La Conférence des évêques de France (CEF) a dévoilé ce 9 juin les trois lieux que le pape Léon XIV visitera en France du vendredi 25 au lundi 29 septembre 2026. Pour préparer au mieux cette venue, les évêques français ont créé un Comité d’organisation, présidé Mgr Benoît Bertrand, évêque de Pontoise et vice-président de la Conférence épiscopale.
Paris, Lourdes et Metz sont les destinations choisies par le Saint-Père : trois villes différentes géographiquement et en taille, trois réalités et rayonnements différents, trois messages également différents mais complémentaires que le pape pourra adresser aux français et à l’Église de France.

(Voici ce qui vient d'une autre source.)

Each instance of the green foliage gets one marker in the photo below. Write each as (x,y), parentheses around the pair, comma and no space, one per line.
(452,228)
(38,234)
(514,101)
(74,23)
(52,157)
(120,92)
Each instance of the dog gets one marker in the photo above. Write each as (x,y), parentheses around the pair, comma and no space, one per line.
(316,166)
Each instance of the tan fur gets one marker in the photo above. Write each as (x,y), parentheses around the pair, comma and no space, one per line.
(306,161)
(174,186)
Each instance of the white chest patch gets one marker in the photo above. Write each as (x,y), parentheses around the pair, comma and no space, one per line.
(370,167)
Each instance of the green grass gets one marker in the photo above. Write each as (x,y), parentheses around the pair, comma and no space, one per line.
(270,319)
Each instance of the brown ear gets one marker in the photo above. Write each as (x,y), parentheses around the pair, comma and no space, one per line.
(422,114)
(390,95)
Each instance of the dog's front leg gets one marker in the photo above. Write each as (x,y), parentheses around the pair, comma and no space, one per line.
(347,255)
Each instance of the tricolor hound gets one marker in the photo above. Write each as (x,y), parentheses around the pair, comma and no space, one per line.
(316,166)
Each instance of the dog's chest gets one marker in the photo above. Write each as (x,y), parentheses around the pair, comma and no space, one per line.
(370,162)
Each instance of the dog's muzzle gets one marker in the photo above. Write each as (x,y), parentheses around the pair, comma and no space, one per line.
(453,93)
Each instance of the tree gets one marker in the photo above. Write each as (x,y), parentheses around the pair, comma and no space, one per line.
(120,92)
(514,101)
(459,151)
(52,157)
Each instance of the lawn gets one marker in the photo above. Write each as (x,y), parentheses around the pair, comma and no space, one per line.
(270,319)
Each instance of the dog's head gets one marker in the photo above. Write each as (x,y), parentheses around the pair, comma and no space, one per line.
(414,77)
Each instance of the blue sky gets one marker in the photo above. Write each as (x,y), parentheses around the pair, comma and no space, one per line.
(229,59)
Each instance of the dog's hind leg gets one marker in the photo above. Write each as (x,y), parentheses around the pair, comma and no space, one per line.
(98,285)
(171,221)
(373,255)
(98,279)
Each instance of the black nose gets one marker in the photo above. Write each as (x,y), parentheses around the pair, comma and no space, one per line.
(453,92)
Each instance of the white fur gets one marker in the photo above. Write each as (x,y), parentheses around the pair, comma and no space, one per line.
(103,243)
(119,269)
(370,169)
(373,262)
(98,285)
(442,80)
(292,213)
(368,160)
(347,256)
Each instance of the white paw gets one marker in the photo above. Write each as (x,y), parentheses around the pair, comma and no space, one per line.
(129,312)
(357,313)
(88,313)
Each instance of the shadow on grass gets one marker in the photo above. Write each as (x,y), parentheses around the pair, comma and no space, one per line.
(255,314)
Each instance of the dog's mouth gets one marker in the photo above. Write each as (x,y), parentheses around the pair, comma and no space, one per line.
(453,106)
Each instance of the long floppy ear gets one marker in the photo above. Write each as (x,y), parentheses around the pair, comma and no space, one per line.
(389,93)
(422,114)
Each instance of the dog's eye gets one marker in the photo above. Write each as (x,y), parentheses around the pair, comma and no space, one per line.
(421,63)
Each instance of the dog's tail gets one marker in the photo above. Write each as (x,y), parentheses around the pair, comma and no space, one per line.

Le Saint-Père commencera par effectuer une visite de deux jours à Paris. Le vendredi 25 septembre, il rencontrera les fidèles avant de présider les vêpres solennelles à la cathédrale Notre-Dame de Paris, en présence des prêtres, des diacres et leurs épouses, des consacrés et des séminaristes. Le soir, il participera à une grande veillée de prière et d’échanges avec les jeunes français.

Mgr Benoît Bertrand, président du comité d’organisation du voyage © Diocèse de Metz
Samedi 26 septembre, il célébrera une messe solennelle en plein air au cœur de la capitale, « où tous les français qui le souhaitent seront les bienvenus pour venir célébrer ensemble l’Eucharistie du Seigneur, rendre grâce pour tout ce que le Seigneur fait en nos cœurs et en notre pays », confie Mgr Benoît Bertrand. Une visite au siège de l’Unesco est également prévue à Paris, mais le jour exact et l’heure n’ont pas été encore précisés.
Le dimanche 27 septembre, le pape s’envolera pour le sanctuaire marial de Lourdes, dans les Pyrénées, où il célébrera l’après-midi une messe sur la prairie face à la grotte de Massabielle. Enfin, lundi 28 septembre après-midi, il sera à Metz, en Moselle, où il présidera l’Eucharistie à la cathédrale Saint-Étienne, « pour un temps plus particulier de réflexion, de méditation, de prière, pour la paix, pour l’unité entre les nations, pour la réconciliation. »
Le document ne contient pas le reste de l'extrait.